Luther hatte ein Problem mit dem Ablasshandel, der seit einiger Zeit extrem grassierte. Im Grunde konnte irgendwer zur Kirche gehen und sagen »Meen Vadda war ne alte Sau, aber im Fegefeuer sollte er nich hocken. Hier habta Geld, damit er in den Himmel kommt.«
Man kennt das ja, diese richtig bekannten Bibelpassagen, in denen Gott sagt, dass man ihn mit Geld bestechen kann, damit irgendwer nicht in die Hölle kommt. Ganz im Gegensatz zu denen, wo er einen Tobsuchtsanfall kriegt und irgendwelche Leute umbringt. Aber ich schweife ab.
Die Kirche hatte mit den Ablässen so viel Geld gemacht, dass man mittlerweile zu schön gedruckten Ablassbriefe übergegangen war. Da musste der Schreiber nur noch die Namen eintragen und litt somit nicht mehr an Krämpfen in der Hand. Wie Johann Tetzel, der Typ, der am meisten mit den Ablässen handelte, auszudrücken pflegte: »Wenn das Geld im Kasten klingt, die Seele aus dem Fegefeuer springt!« Wahrscheinlich schob er noch »Der nächste Bitte!« hinterher.

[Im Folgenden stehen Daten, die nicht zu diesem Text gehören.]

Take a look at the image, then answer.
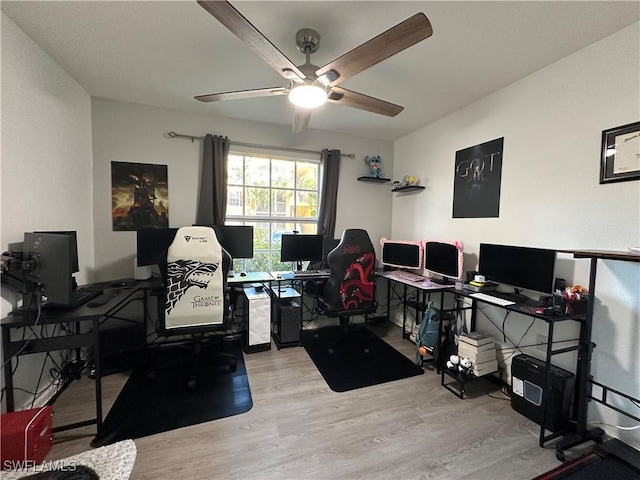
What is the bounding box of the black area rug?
[302,325,424,392]
[91,342,253,447]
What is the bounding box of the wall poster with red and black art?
[111,162,169,231]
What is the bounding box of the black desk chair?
[318,229,378,332]
[158,226,237,388]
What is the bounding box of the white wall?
[1,13,93,406]
[392,24,640,445]
[87,98,393,280]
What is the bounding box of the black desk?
[0,287,138,431]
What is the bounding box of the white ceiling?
[2,1,640,140]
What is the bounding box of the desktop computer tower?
[511,354,575,432]
[271,298,300,344]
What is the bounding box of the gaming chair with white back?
[158,226,237,388]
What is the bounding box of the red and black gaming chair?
[318,228,378,331]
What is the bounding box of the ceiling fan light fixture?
[289,85,327,108]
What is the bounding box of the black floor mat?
[302,326,424,392]
[91,342,253,447]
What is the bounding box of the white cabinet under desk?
[244,287,271,353]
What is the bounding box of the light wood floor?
[47,324,560,480]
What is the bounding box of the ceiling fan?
[195,0,433,132]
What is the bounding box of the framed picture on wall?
[453,137,504,218]
[111,162,169,231]
[600,122,640,183]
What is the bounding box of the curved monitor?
[280,233,322,262]
[380,237,423,270]
[212,225,253,259]
[478,243,556,293]
[423,240,464,283]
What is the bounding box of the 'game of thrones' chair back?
[319,228,378,330]
[158,226,236,387]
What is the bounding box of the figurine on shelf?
[402,175,419,187]
[364,155,382,178]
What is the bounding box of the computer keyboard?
[469,292,516,307]
[69,285,104,307]
[389,270,424,282]
[293,270,327,277]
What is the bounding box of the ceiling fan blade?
[195,87,289,103]
[327,87,404,117]
[316,13,433,86]
[198,0,305,80]
[292,108,311,132]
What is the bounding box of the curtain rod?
[167,132,356,158]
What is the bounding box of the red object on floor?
[0,406,53,470]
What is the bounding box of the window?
[225,152,320,272]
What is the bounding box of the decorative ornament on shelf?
[364,155,382,178]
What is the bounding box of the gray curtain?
[196,133,230,225]
[318,148,341,240]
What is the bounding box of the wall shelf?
[358,177,391,183]
[391,185,424,192]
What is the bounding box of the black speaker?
[511,354,575,432]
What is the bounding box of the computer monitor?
[22,232,75,305]
[34,230,80,273]
[380,238,423,270]
[136,228,178,267]
[211,225,253,259]
[280,234,323,270]
[422,240,464,284]
[478,243,556,293]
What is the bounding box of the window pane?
[227,187,244,216]
[245,157,269,187]
[271,160,296,188]
[227,154,244,185]
[242,187,269,216]
[296,192,318,218]
[225,152,320,272]
[296,162,318,190]
[271,190,294,217]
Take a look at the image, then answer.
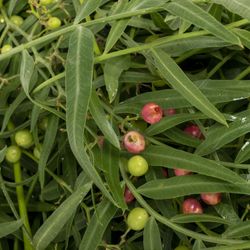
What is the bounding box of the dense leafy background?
[0,0,250,250]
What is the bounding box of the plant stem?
[13,162,34,250]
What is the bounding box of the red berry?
[141,102,163,124]
[182,198,203,214]
[174,168,192,176]
[124,186,135,204]
[123,131,145,154]
[184,125,202,139]
[163,108,176,116]
[161,168,168,177]
[201,193,221,205]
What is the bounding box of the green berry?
[127,207,149,231]
[128,155,148,176]
[5,145,22,163]
[15,129,33,148]
[47,17,61,30]
[10,16,23,26]
[1,44,12,54]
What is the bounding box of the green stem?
[120,166,246,245]
[13,162,34,250]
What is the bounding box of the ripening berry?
[174,168,192,176]
[182,198,203,214]
[201,193,221,205]
[141,102,163,124]
[123,131,145,154]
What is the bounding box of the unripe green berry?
[127,207,149,231]
[15,129,33,148]
[47,17,61,30]
[5,145,22,163]
[10,16,23,26]
[1,44,12,54]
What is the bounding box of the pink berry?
[161,168,168,177]
[141,102,163,124]
[174,168,192,176]
[184,125,202,139]
[124,186,135,204]
[163,108,176,116]
[182,198,203,214]
[201,193,221,205]
[123,131,145,154]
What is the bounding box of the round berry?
[182,198,203,214]
[40,0,54,5]
[201,193,221,205]
[128,155,148,176]
[47,17,62,30]
[184,125,202,139]
[123,131,146,154]
[163,108,176,116]
[1,44,12,54]
[141,102,163,124]
[15,129,33,148]
[124,186,135,204]
[174,168,192,176]
[174,245,190,250]
[5,145,22,163]
[127,207,149,231]
[10,16,23,26]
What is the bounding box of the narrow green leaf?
[65,27,114,203]
[74,0,102,24]
[137,175,250,200]
[0,220,23,238]
[33,182,92,250]
[89,91,120,149]
[142,146,246,183]
[38,115,59,188]
[223,221,250,239]
[145,113,207,136]
[196,116,250,155]
[152,49,227,125]
[103,56,131,102]
[235,140,250,163]
[102,142,127,211]
[211,0,250,20]
[165,0,241,45]
[79,199,117,250]
[170,214,231,224]
[143,216,162,250]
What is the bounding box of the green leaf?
[103,56,131,102]
[0,220,23,238]
[142,146,246,183]
[145,113,207,136]
[211,0,250,20]
[143,216,162,250]
[38,115,59,188]
[152,49,227,125]
[79,199,117,250]
[170,214,231,224]
[33,181,92,250]
[235,140,250,163]
[74,0,102,24]
[196,116,250,155]
[137,175,250,200]
[65,27,114,203]
[89,91,120,149]
[165,0,241,45]
[101,141,127,211]
[222,221,250,239]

Ein Nebeneffekt der Ablassbriefe war, dass immer weniger Leute zur Beichte gingen. Die Leute dachten sich halt »Wat soll ick dem fetten Typen im Talar meinen janzen Scheiß erzählen und nen halben Tag um Buße beten, wenn irgendwer mich von meinem Sünden freikaufen kann?«
Und Luther, dem keiner mehr die schönsten und dreckigsten Geschichten erzählte, sagte »Ey, Moment mal! Nich mit Maddin!«
Es gab noch ein paar andere Dinge, die schon eine Weile eine Menge Leute an der Kirche, speziell dem Papsttum, störten. Insofern vielen Luthers Thesen auf fruchtbaren Boden, als er darin, allgemeinverständlich zusammengefasst, sagte: »Dit mit dem Ablasshandel funktioniert nicht so, wie der Papst behauptet. Dafür is Jesus nich am Kreuz gestorben, ma sag’n! Außerdem soll die reiche Sau von Papst gefälligst selbst den Bau der Peterskirche finanzieren, statt den Leuten mit falschen Versprechungen dit Geld auszupressen!«
Denn der Ablasshandel war im Grunde nur eine Möglichkeit, mehr Geld nach Rom zu schicken, um den Bau des Petersdoms zu bezahlen. Luthers Forderung mit dem Quatsch aufzuhören gefiel deswegen auch ein paar Kurfürsten oder ähnlichen Leuten, die was zu sagen hatten, denn wenn die ganze Kaufkraft aus den Landstrichen verschwindet, die man so verwaltet, dann kann man schon mal ungehalten werden. Das Ganze hatte also nicht nur eine kirchenrechtliche Komponente, sondern auch eine wirtschaftliche.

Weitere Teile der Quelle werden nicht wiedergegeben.